Pour reprendre et développer ce qui a été présenté en introduction et dans le chapitre 2, la distribution des ARV est principalement portée par l’Etat éthiopien et deux organismes en subventionnent l’achat et la distribution : le Fond mondial et le PEPFAR. C’est à ce dernier que revient l’introduction des ARV sur le site d’eau bénite le plus réputé pour ses guérisons miraculeuses du sida, Ent’ot’o Maryam, et c’est le PEPFAR qui s’occupa de convaincre l’Abuna Pawlos de la compatibilité entre les ARV et l’eau bénite puis de sa promotion aux fidèles en général et plus spécifiquement à ceux vivant à Ent’ot’o Maryam. Outre son implication dans la gestion de la compatibilité entre les traitements spirituels et biomédicaux, le Gouvernement américain via USAID, avait octroyé dès 2004 une subvention à l’EOTC pour promouvoir l’abstinence et la fidélité. Cependant, nous n’avons eu connaissance de ce partenariat qu’à l’occasion de cette deuxième enquête de terrain. Durant la première enquête de septembre 2005 au mois de février 2006, le responsable des programmes de lutte contre le sida de l’EOTC interviewé nous avait plutôt expliqué que l’EOTC cherchait un moyen d’ouvrir une fenêtre pour promouvoir les préservatifs. Du moins, il s’agissait de prendre en compte l’existence d’une sexualité laïque, ne correspondant pas toujours aux règles traditionnelles de l’Eglise. Ainsi, entre la première et la deuxième enquête de terrain des évolutions profondes, aux conséquences importantes étaient advenues, notamment sur ce point. Après l’arrivée des responsables de l’ONG confessionnelle IOCC, mandataire de l’USAID auprès de l’EOTC, il ne fut plus question de préservatif dans les discours de l’EOTC. La promotion de l’abstinence et de la fidélité et la distribution des ARV par les organismes américains, sous le gouvernement de G. W. Bush ainsi que leurs soubassements religieux puritains, sont largement documentés et ont fait l’objet de nombreuses analyses (Oueslati, 2006 ; Hermann 2009 ; Demange, 2010). Cet assemblage d’organismes, de traitements, de procédures et de techniques de prévention faisaient, dans le courant de l’année 2006, une entrée pour le moins retentissante sur la scène que nous avions choisie d’étudier. Au regard du poids de ces financements pour l’EOTC et des fondements religieux des

programmes américains d’aide et de soutien à la lutte contre le sida, il aurait été, à notre sens, tout à fait dommage de ne pas les considérer.
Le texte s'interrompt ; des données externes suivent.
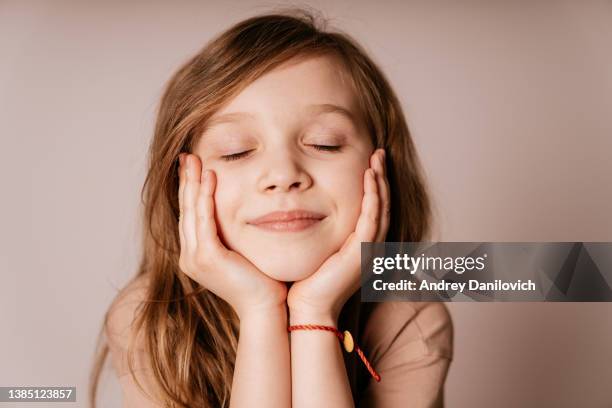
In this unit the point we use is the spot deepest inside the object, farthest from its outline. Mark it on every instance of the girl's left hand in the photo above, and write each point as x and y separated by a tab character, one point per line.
320	297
L’objet de cette étude s’est dès lors enrichi d’un nouveau pan, large puisque la prévention des nouvelles infections et le soin aux PVVIH sont tous deux sous-tendus par des conceptions religieuses chrétiennes du monde et du soin. C’est donc également la rencontre entre deux rapports au monde conditionnant les formes de réponses au VIH qu’il s’agissait désormais d’étudier.

Face à l’ampleur de l’objet que constitue l’implication du christianisme éthiopien dans la lutte contre le sida au côté ou subventionné par les instances américaines, définir un angle d’approche pour ces différents élements s’avère nécessaire. Au regard de la présence de PEPFAR non loin du site d’eau bénite de Ent’ot’o Maryam, il nous est apparu comme tout à fait pertinent d’observer les rencontres entre ces deux systèmes de soins – spirituel et biomédical – à partir des sites d’eau bénite. C’est donc sur cette base que la troisième enquête de terrain, de janvier 2008 à août 2008, a été menée. Il s’agissait de comprendre et de mettre à jour les normes sexuelles et comportementales préventives des nouvelles infections au VIH que les Ethiopiens observaient et de voir comment les PVVIH vivant sur les sites d’eau bénite articulaient ces deux formes et systèmes de soins. Dès lors, nous avons considéré la manière dont s’articulent sur ces sites : les conceptions éthiopiennes et américaines de la prévention des nouvelles infections au VIH ; les modes de prise en charge pareillement éthiopien et américain, (et plus généralement biomédicaux), ainsi que les soins thérapeutiques et sociaux.